Update: The creators of Cards Against Urbanity have generously offer to provide a prototype deck for #ELGL14. You’ll have the chance to offer up your card suggestions during #ELGL14.
Cards Against Urbanity: The Card Game for Horrible Places
ELGL is in love, and we invite our 616 members to join our love affair. (Sorry for painting such a gross mental picture.) Who is giving us sweaty palms, rosy cheeks, and incredible day dreams? Why it’s a board game, of course. We’ve returned to our days as a 12-year old and wanting to go “steady” with someone, except this time it’s a deck of cards called Cards Against Urbanity. And to them, we offer up our finest multi-colored friendship bracelet and a not-so-fine mix tape of Bel Biv DeVoe and Jodeci songs.
Cards Against Urbanity is a take on the popular game Cards Against Humanity, which most people have played but refuse to admit. Instead of prying into our personal life like Cards Against Humanity, we open up on government soul in Cards Against Urbanity.

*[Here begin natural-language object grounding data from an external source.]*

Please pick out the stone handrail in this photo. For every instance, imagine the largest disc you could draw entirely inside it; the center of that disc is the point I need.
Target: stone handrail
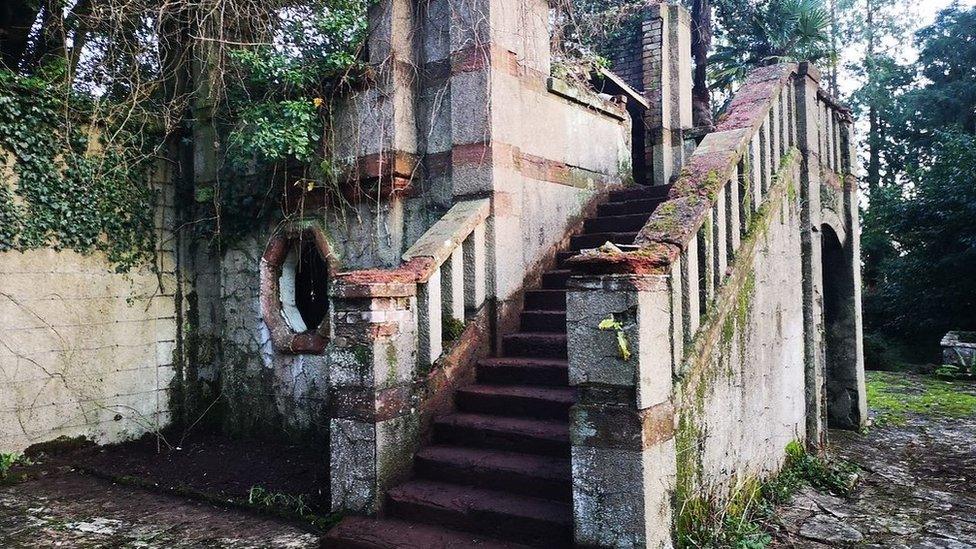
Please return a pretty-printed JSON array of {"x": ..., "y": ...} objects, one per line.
[
  {"x": 753, "y": 135},
  {"x": 671, "y": 296},
  {"x": 444, "y": 269}
]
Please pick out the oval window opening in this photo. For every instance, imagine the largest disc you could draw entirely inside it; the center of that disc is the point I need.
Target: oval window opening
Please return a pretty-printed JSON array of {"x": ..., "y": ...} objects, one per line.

Ok, so there’s some bad news, Cards Against Urbanity doesn’t exist – not yet. It’s a kickstarter campaign in need of $7,500 which almost half has been raised. If there is a good thing about not existing, it’s that the creators of Cards Against Urbanity are looking for OUR suggestions. We are the “boots on the ground” (stupid term, when used in non-war related stories) and we have a chance to submit card items.
To raise awareness to the worthy cause of card creation, we are running a “Call for Cards” contest.
Here’s how it works:
- Check out this article: “We built this city on: hot hipsters.”
- Keep reading: “Cards Against Urbanity” is exactly as hilarious as you’d expect
- Read and memorize “Cards Against Urbanity” Kickstarter page
- Brainstorm ideas for cards. Remember: Despite what you’ve been told, there are stupid ideas.
- Submit your ideas to Emily Leuning – [email protected].
- We’ll pass them along to the “Cards Against Urbanity” team.
- ELGL will judge the submittals and award prizes to the top 3 entries.
Once the contest is over, you’re free to return to your normal, mundane bureaucratic life.